The speed with which the ten largest U.S. banks are gobbling up retail market space might suggest that smaller institutions are in trouble. Yet in an ironic twist, big banks may be the ones in greatest danger.
Big banks have largely amassed their commanding market share by giving consumers what they want: the convenience of banking from laptops and mobile phones, backed by a large network of branches and ATMs. In the process, the big banks took the person out of personal banking. They cut costs by replacing face-to-face transactions with digital efficiency, slick software and standardized products. Huge sign-up bonuses and extensive advertising lured customers in. Younger and tech-savvy account holders shifted to national banks. But while big banks may have won the battle for customers' bodies, they have lost the war for their minds.
Forty-three percent of customers at big banks are dissatisfied with their institution, according to the 2014 Consumer Banking Insights Study. They would prefer to bank with smaller, local institutions, but the pull of convenient technology and the hassle of uncoupling electronic services is too powerful a force to break.
But just because customers use big banks doesn't mean they're loyal to them. Seventy-one percent see their banking relationship as transactional rather than relationship-driven, according to the survey. Fifty-three percent say they see little difference between banks, and are poised to move to any financial provider with better service and lower fees.
As a result, big banks are sitting on a huge base of apathetic, unhappy or trapped customers—an unstable keg of potential dynamite. Retailers, banks included, create brands to build emotional relationships with clients. Relationships with an emotional component tend to be enduring and help customers resist the pull of lower prices. But when customers view their banking relationship as purely functional, they have no hesitancy about switching.
Millennials, the 18-to-34-year-olds who lead the digital revolution, are a particular problem for big banks. Although millennials make up just a quarter of the U.S. population, they account for 43% of all mobile banking and finance users, according to “The Future of Account Opening,” a study conducted by Andera in January 2014. By 2020, they will have more income than Gen Xers and baby boomers combined, according to Javelin Strategy and Research.

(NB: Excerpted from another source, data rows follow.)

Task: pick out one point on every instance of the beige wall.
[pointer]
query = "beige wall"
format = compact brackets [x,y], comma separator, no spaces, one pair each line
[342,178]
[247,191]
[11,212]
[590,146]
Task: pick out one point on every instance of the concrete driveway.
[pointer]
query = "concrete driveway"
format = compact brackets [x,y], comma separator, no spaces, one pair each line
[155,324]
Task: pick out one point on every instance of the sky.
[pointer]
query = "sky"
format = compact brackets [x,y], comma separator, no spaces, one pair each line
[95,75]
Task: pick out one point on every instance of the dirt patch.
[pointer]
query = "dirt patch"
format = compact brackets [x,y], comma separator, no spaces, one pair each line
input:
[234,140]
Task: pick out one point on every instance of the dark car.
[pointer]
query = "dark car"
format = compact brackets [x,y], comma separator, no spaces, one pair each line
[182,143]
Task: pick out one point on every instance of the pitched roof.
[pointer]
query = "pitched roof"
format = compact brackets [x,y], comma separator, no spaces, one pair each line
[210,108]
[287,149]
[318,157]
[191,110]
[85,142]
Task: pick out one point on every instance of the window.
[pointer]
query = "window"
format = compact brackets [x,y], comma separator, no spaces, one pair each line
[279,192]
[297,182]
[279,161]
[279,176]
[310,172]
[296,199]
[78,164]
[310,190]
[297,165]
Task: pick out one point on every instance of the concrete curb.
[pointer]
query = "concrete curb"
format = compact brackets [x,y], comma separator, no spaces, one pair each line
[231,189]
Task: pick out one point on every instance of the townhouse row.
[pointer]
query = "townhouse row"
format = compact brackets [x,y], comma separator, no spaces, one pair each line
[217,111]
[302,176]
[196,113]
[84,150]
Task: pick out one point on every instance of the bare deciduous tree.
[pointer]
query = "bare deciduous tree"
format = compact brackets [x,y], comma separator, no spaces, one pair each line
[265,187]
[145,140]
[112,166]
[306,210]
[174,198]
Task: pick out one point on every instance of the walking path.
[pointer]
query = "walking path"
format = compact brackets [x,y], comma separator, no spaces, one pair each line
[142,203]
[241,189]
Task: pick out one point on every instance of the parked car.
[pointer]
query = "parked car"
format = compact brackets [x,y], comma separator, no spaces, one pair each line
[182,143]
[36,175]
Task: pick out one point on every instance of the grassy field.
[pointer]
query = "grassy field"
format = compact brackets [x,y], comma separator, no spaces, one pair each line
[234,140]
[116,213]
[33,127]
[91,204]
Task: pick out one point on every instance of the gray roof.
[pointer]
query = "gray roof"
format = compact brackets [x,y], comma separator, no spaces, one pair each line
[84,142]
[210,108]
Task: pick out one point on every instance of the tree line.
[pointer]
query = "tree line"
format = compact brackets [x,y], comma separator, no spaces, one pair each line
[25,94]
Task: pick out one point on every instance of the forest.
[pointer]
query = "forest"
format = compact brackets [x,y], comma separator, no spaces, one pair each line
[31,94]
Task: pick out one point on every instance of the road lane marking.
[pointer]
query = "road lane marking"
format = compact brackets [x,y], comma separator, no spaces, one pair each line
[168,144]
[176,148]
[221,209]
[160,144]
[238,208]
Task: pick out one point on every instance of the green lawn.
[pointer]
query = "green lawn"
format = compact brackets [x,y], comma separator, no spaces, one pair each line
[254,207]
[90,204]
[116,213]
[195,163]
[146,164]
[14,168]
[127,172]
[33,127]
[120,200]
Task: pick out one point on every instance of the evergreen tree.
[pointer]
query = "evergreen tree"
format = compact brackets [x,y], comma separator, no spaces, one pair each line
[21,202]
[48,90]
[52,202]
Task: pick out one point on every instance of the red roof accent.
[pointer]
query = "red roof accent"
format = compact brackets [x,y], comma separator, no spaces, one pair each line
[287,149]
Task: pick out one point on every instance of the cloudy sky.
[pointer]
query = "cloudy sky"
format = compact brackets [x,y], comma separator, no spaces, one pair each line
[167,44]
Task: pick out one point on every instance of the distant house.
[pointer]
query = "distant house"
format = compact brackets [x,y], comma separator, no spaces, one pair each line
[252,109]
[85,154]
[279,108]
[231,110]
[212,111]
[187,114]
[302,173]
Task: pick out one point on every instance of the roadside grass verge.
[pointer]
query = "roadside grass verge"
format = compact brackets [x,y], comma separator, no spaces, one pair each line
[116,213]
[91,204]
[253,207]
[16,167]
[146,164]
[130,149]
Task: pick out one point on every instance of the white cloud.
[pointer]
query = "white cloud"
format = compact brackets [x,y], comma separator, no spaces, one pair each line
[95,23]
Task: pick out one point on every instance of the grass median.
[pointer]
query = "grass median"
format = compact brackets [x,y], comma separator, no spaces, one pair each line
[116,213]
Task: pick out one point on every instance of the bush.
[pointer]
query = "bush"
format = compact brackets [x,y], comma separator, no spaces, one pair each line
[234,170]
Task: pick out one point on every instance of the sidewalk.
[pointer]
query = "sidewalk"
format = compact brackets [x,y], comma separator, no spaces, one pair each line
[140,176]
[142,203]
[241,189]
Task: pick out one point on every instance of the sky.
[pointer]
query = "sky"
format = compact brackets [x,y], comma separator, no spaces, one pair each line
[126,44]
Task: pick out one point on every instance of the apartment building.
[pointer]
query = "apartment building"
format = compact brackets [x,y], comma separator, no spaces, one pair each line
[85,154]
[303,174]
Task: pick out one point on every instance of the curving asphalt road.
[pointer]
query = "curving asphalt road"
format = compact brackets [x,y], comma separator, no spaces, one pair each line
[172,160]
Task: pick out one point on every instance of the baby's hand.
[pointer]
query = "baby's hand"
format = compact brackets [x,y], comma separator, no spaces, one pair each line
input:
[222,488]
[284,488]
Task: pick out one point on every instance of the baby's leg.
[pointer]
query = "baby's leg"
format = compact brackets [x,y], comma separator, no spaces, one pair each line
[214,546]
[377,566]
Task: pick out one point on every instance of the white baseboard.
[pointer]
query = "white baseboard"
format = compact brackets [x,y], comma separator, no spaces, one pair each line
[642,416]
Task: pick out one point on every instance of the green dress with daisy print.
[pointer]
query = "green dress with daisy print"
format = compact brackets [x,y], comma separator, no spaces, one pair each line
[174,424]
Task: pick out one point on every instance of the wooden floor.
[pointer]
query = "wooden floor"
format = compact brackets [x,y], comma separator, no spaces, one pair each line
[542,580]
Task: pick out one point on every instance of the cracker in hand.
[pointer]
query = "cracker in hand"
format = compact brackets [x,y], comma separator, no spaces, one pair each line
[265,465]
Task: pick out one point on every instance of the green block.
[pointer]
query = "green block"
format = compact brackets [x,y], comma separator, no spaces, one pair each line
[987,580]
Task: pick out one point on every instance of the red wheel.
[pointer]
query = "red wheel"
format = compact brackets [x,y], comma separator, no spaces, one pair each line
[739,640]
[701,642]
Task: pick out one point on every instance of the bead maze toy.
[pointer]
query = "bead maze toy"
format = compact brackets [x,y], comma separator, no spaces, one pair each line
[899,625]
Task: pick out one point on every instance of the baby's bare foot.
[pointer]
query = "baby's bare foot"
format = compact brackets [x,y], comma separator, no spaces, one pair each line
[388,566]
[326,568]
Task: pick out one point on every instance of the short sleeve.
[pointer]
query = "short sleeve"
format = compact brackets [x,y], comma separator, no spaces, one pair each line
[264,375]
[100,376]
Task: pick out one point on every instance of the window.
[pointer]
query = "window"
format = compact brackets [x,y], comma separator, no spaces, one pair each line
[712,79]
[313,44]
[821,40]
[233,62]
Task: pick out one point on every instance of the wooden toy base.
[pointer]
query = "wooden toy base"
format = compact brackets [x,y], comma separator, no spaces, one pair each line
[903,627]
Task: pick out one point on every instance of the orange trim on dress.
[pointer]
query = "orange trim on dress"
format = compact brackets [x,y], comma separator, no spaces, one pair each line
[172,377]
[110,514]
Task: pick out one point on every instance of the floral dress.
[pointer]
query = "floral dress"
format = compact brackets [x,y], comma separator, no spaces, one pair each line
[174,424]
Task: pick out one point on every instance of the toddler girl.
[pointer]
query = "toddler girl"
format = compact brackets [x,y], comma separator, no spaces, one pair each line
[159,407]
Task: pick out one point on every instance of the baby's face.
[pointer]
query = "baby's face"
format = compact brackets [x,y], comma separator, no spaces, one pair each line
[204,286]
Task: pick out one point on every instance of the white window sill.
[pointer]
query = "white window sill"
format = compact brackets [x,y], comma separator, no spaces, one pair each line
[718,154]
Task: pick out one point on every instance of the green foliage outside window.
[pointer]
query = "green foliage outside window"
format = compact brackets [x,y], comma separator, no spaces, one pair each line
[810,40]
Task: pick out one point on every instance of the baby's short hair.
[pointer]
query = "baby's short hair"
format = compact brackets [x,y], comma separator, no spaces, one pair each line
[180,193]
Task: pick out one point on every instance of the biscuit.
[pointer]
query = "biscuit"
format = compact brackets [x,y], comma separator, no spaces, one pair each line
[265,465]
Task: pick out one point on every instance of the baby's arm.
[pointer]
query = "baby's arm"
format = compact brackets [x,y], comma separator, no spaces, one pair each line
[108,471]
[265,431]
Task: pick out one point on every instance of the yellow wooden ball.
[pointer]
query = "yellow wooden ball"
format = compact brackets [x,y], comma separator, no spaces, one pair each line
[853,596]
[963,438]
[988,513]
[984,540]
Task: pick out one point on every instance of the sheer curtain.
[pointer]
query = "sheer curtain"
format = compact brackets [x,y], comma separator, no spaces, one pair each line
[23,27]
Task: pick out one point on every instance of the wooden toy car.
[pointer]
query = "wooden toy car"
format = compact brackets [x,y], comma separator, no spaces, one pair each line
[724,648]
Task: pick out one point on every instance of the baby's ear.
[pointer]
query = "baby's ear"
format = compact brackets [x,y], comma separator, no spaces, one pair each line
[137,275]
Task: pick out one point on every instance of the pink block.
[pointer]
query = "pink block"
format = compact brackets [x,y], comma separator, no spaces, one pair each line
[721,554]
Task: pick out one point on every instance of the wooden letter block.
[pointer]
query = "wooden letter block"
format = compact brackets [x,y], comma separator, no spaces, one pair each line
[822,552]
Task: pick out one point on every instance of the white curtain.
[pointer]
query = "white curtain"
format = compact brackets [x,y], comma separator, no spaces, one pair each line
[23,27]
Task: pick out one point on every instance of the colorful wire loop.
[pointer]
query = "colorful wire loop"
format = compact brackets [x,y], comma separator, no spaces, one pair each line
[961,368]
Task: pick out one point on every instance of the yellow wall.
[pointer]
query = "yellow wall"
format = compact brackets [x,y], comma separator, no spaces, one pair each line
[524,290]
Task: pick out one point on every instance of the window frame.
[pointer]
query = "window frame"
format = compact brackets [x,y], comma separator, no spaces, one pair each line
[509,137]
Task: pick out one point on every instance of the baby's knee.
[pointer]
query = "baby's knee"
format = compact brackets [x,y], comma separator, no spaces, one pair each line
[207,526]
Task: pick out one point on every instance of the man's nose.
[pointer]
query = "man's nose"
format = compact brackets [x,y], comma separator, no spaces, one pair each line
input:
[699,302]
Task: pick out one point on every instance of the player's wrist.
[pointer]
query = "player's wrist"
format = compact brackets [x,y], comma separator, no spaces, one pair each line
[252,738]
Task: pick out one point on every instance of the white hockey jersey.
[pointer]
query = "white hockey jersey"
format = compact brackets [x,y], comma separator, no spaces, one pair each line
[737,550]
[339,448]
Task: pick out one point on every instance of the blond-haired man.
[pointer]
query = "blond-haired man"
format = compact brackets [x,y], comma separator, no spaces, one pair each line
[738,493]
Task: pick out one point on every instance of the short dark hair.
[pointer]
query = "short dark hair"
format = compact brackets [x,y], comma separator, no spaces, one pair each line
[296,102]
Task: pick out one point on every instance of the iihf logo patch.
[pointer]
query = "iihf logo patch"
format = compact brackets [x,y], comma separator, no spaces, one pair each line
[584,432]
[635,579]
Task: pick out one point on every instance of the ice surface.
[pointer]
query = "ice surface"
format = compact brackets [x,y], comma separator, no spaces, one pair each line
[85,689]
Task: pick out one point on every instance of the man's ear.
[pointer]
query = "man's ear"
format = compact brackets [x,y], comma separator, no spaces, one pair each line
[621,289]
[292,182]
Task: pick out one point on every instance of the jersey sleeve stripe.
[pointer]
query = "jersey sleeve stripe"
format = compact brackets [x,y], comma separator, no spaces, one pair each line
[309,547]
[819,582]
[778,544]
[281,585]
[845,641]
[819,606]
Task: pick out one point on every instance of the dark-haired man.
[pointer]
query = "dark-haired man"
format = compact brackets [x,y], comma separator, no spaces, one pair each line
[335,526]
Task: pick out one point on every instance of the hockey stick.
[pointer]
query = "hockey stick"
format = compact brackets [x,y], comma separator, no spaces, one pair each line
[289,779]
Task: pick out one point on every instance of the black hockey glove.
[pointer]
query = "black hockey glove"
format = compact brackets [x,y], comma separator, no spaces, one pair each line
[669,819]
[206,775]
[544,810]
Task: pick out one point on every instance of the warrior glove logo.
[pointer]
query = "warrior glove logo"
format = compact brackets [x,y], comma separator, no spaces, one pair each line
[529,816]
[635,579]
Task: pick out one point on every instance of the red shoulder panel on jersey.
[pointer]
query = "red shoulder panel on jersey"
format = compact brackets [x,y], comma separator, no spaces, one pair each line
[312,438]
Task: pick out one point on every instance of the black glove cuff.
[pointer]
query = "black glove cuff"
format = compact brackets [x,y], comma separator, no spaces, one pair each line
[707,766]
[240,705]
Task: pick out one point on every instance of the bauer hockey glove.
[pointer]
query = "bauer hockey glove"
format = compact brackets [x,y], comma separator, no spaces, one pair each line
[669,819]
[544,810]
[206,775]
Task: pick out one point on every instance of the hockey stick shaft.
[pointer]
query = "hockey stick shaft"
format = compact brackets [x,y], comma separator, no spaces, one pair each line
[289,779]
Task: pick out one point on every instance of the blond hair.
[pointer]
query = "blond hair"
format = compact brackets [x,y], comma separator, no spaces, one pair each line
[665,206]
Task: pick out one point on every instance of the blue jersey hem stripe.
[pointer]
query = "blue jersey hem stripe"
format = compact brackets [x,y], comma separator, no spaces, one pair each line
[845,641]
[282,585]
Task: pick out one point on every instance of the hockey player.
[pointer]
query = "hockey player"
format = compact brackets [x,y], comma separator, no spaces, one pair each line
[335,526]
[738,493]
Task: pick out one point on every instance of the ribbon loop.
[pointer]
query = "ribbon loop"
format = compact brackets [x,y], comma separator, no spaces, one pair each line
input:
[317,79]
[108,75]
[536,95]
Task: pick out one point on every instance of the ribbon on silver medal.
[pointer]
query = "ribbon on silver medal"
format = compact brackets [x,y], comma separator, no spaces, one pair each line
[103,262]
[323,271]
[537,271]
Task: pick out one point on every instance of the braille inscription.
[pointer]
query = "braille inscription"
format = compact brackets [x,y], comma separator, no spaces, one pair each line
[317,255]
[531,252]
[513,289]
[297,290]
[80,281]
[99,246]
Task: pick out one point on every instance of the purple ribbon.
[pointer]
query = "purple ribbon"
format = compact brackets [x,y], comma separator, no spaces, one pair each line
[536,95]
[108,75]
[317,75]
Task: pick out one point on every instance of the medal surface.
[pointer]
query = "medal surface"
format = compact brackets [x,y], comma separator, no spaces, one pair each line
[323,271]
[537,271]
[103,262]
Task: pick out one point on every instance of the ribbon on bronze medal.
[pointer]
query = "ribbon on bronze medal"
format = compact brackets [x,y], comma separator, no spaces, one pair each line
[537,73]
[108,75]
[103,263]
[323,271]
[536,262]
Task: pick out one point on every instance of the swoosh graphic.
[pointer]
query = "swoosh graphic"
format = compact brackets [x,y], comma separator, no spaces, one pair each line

Millennials distrust big banks and put the four largest—JPMorgan Chase, Wells Fargo, Bank of America and Citigroup—among their least favorite ten brands in the U.S. Underscoring the problem, a third believe they won't need banks at all in five years.
This poses a big problem for large banks, which stand to lose millennials to competitors. Online upstarts like Moven, GoBank and Simple have appealed to young people by using a formula of lower fees and helpful advisory services. Spain’s largest bank, BBVA, recognized the threat and launched a counter-offensive by acquiring Simple earlier this year.
That's not the worst of big banks' problems. Just before BBVA acquired Simple, in fact, the Spanish lender’s chairman and chief executive Francisco González penned a Financial Times op-ed titled, "Banks need to take on Amazon and Google or die.” He was right to worry. Apple, Amazon, and Google have the technology, financial expertise and existing customer relationships to steal a huge percentage of big bank clients—especially millennials.
These digital behemoths already have financial relationships with customers. Apple has credit card or banking information on about 600 million customers, while Amazon has financial and personal data on more than 240 million customers. Google recently introduced its own prepaid card, which allows customers to transfer funds between bank accounts and permits 500 million customers to transfer funds via Gmail.
In addition to the strength of their financial relationships, Apple, Amazon and Google are among the most revered brands in the world. Consumers trust them and seek out their products. Seventy-three percent of millennials say they’d be more excited about a new financial offer from a tech company than from their bank, according a survey by Scratch, a brand consultancy division of Viacom. Half expect Google, Amazon and Apple to revolutionize banking as they have music, retailing and advertising.
To the big banks' regret, when millennials go looking for a new financial institution, they won’t compare banks. They will be looking for the customer-friendly services and intuitive technology they get from online giants. And that’s where the national institutions will fall short.
Extensive branch networks and high legacy costs will prevent big banks from cutting fees enough to match the rates offered by online giants. Big banks can’t change their size, corporate structure or ethically-challenged history. And they can’t match the tech giants' innovative technology. As tech companies make further headway in the financial services industry, big banks will gradually lose market share. There’s little they can do about it.
On the other hand, well-managed, progressive community banks will be in relatively good shape. Tech-driven customers departed years ago, and older and underbanked customers—those who need a little extra, personalized help—remain. As community banks and credit unions have always known, personal service and a community focus breeds customer loyalty and ensures longevity. It's a formula that the big banks gave up on their way to becoming a national presence.